2. Secretary

Number of vacancies
1
Voting closed 4 years ago.

Candidates

  • Name:
    David Imhoof
    Candidate statement:
    David Imhoof (Ph.D., University of Texas, 2000) is Professor of History at Susquehanna University in Selinsgrove, Pennsylvania. An active GSA member since 1994, he helped found and has co-directed the Music and Sound Studies Network since 2013. He served in 2014-2015 on the Program Committee and, since 2017, on the Arts Night Committee. Imhoof was also one of the Editors of H-German from 2002 to 2007. His textbook So, About Modern Europe: A Conversational History from the Enlightenment to the Present is forthcoming from Bloomsbury Press in 2021. His monograph Becoming a Nazi Town: Culture and Politics in Göttingen between the World Wars appeared with University of Michigan Press in 2013. In 2016 he co-edited the collection The Total Work of Art: Foundations, Articulations, Explorations (Berghahn Books) and included an essay on musical film in Germany. Also in 2016 he co-edited a special issue of Colloquia Germanica on Sound Studies in modern Germany. More generally he has published on sports, film, and sharpshooting in interwar Germany and is currently working on a history of the recording industry in twentieth-century Germany. At Susquehanna University Imhoof teaches European, German, Holocaust, and cultural history. He helps direct Susquehanna’s study away program, which is a requirement for all students, and teaches courses preparing students for these cross-cultural experiences and allowing them to reflect on what they learned. For ten years, as well, he has directed a three-week program for students to Austria each summer. He was Chair of History for nine years and currently serves as Faculty Athletic Director.
  • Name:
    Christine Rinne
    Candidate statement:
    Christine Rinne (Ph.D., Indiana University, 2005) held positions at Dartmouth College and the University of Nevada, Reno before joining the faculty of University of South Alabama in 2008. She is currently Associate Professor of German in the Department of Modern and Classical Languages and Literature. In addition to teaching all levels of German, she directs the International Studies program and coordinates the Global Engagement Certificate. In 2018, she won a $467,000 Undergraduate International Studies and Foreign Language Program grant from the US Department of Education.
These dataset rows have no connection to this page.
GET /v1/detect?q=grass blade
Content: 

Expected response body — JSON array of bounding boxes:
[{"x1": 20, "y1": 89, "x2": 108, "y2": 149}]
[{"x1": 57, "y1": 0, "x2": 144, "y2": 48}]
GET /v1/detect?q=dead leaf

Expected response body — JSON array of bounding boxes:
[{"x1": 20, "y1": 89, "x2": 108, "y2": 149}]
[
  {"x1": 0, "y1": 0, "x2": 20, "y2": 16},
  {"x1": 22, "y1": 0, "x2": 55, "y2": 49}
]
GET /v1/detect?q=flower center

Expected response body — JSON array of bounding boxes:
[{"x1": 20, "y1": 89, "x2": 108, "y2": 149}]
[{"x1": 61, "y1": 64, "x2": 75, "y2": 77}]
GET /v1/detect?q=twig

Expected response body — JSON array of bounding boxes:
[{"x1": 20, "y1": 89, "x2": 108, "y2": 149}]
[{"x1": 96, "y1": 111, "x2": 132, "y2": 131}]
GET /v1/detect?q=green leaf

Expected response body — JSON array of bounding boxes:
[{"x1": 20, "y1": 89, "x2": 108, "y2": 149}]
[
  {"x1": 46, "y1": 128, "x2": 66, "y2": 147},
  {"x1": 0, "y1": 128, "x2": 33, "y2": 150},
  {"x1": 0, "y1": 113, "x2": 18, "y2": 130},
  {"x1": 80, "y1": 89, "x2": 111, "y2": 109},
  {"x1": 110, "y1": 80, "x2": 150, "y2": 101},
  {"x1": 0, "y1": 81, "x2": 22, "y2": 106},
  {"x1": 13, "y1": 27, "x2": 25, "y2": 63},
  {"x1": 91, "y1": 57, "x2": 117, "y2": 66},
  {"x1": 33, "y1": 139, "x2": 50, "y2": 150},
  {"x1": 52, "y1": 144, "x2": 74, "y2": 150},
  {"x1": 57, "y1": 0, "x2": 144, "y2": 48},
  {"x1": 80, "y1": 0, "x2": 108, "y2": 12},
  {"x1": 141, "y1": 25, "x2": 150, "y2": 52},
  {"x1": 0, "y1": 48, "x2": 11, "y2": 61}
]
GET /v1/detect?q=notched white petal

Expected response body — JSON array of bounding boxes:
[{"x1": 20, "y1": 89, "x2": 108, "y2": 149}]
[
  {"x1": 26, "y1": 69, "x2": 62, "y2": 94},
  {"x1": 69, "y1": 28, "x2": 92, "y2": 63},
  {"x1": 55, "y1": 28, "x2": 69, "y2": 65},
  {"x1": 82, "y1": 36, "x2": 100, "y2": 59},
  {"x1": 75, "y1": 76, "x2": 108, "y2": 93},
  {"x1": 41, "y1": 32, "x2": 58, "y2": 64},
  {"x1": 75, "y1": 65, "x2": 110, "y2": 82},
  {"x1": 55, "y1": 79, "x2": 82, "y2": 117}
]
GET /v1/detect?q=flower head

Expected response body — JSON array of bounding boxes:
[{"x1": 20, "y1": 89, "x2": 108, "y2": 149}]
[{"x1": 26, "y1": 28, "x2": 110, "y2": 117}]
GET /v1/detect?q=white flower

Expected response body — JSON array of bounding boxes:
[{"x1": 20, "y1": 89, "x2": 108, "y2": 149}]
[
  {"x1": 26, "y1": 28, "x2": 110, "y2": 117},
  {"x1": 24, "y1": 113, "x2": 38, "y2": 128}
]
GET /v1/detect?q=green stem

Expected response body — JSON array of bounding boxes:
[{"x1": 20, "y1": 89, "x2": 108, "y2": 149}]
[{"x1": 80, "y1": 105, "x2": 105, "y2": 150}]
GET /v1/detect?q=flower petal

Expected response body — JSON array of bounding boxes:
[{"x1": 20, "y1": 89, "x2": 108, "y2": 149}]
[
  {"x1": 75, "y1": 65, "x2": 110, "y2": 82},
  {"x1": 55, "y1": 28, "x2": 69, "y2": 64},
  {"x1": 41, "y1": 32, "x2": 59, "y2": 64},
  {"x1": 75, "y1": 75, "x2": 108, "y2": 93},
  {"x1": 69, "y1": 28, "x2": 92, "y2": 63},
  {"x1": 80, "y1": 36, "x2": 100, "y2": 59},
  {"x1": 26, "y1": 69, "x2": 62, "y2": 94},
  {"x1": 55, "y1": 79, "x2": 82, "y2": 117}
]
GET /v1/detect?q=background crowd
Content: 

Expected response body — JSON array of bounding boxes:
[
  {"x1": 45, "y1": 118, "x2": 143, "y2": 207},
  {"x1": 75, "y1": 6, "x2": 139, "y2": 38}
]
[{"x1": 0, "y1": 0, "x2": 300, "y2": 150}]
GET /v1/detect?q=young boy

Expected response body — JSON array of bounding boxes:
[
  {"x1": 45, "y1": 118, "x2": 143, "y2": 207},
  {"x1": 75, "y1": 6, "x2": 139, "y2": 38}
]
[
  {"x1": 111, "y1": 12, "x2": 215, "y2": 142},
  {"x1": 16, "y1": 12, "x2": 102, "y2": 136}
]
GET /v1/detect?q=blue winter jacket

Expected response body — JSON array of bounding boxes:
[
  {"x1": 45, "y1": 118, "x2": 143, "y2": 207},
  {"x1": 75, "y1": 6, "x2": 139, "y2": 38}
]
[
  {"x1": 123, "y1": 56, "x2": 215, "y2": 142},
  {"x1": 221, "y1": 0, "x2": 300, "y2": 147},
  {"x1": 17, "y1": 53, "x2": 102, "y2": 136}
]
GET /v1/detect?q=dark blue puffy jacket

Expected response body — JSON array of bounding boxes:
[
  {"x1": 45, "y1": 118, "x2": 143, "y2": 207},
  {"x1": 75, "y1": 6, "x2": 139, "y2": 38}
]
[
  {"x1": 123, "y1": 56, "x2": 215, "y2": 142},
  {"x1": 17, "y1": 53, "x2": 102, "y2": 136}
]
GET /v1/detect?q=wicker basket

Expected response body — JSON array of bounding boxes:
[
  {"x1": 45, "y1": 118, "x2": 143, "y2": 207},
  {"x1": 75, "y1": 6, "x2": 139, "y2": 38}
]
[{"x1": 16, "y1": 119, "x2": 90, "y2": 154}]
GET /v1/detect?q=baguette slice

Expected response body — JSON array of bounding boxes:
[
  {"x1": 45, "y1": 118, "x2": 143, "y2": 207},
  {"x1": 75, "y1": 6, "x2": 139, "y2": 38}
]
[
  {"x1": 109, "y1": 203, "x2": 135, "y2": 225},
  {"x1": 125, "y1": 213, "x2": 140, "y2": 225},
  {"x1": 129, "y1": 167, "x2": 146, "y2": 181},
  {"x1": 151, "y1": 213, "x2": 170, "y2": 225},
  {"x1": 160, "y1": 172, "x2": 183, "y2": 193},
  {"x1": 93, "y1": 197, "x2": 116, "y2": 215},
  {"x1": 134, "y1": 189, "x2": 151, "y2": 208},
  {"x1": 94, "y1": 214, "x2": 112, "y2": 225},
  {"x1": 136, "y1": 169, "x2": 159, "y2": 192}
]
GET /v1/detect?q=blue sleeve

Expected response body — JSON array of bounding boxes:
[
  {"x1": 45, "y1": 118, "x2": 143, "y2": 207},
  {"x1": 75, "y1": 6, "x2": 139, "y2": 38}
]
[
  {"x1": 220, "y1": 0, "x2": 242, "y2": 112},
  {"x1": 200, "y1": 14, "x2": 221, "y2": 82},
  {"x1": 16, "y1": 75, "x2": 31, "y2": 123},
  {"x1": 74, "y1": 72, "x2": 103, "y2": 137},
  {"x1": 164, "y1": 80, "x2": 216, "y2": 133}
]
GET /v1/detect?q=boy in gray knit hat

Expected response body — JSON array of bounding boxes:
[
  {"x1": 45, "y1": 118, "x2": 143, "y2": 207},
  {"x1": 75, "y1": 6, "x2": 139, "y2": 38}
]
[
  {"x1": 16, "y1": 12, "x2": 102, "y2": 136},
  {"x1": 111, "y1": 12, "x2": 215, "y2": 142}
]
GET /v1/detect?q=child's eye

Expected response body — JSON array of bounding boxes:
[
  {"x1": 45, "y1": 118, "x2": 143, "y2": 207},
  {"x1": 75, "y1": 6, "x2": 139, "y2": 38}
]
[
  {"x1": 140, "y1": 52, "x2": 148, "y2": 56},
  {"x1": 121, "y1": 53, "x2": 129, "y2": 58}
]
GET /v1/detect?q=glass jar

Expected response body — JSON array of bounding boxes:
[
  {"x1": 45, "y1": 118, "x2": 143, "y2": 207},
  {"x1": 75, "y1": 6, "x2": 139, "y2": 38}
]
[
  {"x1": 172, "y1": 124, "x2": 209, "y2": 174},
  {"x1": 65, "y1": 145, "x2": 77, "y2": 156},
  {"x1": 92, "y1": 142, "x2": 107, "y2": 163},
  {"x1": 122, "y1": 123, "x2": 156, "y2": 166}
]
Dr. Rinne’s research focuses on reproductive labor and material culture, and she has published articles on Sigmund Freud, post-colonial literature, and historical reality television. She is currently working on a manuscript that analyzes the content and format of newspapers published by German POWs held at camps in Alabama from 1943-46. In addition to presenting her research at numerous German Studies Association conferences, Dr. Rinne served on the 2016 and 2017 GSA program committees, helping organize the 20th/21st-century Germanistik panels and roundtables.